Collaborations Workshop 2019 (CW19) #CollabW19          2019-04-01 to 2019-04-03

How to map out software and data skills lessons like Duolingo - CI8-CW2CC

Reporter

Neil Chue Hong - n.chuehong@googlemail.com

Participants

Dan Katz, Jeremy Cohen, Neil Chue Hong, Olivia Mitchell, Victor Koppejan


This document should be used to capture the information for a Collaborative Session / Hack Day Idea. (The total amount of text should ideally be between 100-300 words and you can include a diagram or two). The document should be no larger than two pages of A4. Don’t delete the details at the top of the document but you should delete all the hint text once you no longer need it.

Context / Research Domain

Please describe the context or research domain to which the problem applies

At present, there is no “roadmap” which makes it easy for learners to understand what topics they should move on to next to improve their skills in the areas of software development and data analysis. Additionally, trainers have no standard framework that lets them tweak their lessons to different fields, by showing what skill topics and proficiency levels might be applicable to that field.

Problem

Description of the problem you are trying to solve

Although many existing initiatives have tried to map out learning progression, many are overly complex with a level of detail that is too confusing for people who do not have a primary background in the space. They often combine general concepts with specific tools and are hard to maintain and keep up to date.

What we would like is a representation of learning pathways/routes, with well-defined “prerequisites”, “learning outcomes” and “postrequisites”, that enables learners to understand what they could or should learn next, and would allow trainers to categorise/tagging their material.
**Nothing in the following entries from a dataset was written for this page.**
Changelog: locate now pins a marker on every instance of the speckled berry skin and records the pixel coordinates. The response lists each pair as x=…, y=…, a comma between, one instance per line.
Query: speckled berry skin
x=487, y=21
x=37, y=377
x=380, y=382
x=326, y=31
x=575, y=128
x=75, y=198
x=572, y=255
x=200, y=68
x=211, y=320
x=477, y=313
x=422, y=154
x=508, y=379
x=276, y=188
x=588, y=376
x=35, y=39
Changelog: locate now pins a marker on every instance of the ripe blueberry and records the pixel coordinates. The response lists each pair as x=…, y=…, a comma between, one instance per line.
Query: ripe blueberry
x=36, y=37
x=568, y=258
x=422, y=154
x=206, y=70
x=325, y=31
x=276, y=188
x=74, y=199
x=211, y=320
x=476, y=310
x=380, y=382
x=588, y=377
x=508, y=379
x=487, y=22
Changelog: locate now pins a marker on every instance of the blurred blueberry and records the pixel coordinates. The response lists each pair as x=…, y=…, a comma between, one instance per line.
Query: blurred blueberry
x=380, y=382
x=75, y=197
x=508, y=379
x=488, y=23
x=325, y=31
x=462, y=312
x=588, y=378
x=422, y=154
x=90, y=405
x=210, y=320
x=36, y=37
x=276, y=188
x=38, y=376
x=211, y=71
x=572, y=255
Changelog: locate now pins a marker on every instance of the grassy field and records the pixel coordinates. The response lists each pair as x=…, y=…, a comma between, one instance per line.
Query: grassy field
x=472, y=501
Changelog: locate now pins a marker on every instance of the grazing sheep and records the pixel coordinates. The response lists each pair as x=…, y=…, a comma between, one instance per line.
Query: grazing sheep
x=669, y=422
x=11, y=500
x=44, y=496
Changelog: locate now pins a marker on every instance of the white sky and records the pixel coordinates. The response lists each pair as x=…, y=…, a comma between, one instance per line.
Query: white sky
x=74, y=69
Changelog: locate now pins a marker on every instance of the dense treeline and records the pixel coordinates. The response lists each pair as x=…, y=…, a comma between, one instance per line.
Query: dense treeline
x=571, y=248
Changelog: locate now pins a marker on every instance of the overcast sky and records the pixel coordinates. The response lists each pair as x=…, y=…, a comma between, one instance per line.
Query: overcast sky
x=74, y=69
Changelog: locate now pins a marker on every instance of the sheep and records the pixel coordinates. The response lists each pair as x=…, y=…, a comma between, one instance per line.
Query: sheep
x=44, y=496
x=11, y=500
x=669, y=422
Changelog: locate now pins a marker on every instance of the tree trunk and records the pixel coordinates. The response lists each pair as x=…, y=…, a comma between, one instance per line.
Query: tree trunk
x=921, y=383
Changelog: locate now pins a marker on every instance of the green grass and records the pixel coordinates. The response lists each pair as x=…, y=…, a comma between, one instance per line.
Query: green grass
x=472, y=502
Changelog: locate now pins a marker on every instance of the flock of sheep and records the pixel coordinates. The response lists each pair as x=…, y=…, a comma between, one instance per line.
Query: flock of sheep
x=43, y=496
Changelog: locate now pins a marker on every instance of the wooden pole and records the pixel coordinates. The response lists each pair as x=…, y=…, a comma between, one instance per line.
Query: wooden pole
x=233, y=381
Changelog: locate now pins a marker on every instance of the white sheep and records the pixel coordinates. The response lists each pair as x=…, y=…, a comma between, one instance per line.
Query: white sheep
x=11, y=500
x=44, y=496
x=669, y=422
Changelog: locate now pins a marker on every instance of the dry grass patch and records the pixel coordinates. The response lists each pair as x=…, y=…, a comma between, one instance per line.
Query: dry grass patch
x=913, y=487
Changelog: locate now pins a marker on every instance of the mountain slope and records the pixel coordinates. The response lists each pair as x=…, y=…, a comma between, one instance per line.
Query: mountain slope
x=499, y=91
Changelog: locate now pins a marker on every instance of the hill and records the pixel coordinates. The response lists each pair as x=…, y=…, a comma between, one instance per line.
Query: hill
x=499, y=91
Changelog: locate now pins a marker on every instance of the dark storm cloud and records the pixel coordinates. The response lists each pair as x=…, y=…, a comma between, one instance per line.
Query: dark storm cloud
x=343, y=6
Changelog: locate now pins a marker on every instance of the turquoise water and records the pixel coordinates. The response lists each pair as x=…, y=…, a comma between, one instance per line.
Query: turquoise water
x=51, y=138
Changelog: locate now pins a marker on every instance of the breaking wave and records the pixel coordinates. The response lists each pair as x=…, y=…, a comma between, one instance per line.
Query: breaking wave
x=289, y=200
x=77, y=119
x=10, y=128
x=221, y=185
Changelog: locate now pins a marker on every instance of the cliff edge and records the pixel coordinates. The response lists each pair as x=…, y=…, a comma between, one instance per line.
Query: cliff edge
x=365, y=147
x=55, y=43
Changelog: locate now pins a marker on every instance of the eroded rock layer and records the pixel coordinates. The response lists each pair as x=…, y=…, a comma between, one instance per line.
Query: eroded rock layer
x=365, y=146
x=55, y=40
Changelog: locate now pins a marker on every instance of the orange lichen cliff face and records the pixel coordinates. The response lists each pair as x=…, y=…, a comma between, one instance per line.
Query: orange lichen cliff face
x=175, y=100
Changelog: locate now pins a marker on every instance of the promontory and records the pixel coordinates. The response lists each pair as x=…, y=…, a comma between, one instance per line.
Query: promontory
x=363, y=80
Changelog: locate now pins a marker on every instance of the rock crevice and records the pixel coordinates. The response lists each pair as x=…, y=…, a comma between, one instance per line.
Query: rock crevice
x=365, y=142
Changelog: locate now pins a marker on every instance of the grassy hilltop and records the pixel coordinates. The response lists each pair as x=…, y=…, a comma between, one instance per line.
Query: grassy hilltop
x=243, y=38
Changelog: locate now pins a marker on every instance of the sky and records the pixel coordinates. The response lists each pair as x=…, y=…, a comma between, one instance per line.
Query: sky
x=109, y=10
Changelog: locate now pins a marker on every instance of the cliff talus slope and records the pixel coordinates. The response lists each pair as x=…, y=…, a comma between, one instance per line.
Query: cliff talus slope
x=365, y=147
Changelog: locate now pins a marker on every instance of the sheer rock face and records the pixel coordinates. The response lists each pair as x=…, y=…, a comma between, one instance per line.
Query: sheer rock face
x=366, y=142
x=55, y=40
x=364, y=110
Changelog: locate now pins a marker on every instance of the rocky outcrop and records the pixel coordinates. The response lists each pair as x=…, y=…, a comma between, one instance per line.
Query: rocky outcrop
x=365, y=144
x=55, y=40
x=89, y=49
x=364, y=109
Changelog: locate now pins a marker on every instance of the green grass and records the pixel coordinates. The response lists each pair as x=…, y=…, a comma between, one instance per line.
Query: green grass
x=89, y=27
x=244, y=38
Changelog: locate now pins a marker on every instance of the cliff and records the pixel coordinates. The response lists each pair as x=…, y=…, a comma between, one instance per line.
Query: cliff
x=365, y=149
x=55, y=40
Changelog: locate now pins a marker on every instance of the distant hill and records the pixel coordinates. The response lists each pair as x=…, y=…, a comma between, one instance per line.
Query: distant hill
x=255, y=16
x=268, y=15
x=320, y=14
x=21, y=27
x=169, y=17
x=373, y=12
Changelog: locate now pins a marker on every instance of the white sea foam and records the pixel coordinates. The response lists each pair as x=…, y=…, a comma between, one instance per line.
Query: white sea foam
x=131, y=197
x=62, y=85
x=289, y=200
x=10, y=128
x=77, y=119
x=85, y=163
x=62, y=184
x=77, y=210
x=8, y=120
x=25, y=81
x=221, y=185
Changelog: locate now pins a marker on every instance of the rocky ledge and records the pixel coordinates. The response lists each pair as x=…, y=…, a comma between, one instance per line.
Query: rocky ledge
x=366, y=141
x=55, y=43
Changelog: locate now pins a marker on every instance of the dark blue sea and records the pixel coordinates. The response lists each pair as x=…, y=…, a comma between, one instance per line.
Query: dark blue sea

It then allows people to understand what are the most used / most useful things to learn in any particular discipline

The biggest challenge is understanding what level of detail / granularity the nodes should be at, and how to agree what the links between nodes should be.

Solution

Explanation of the solution to the problem you have identified

Define a metadata schema for training material (or identify a suitable existing one)

Define specific metadata for existing lesson material (including relationship to other existing material, such as “prerequisites”, “learning outcomes” and “postrequisites”)

Define representation(s) for the metadata that can show relationships of interest to different types of viewers

Build tool(s) that visualize the relationships and the metadata.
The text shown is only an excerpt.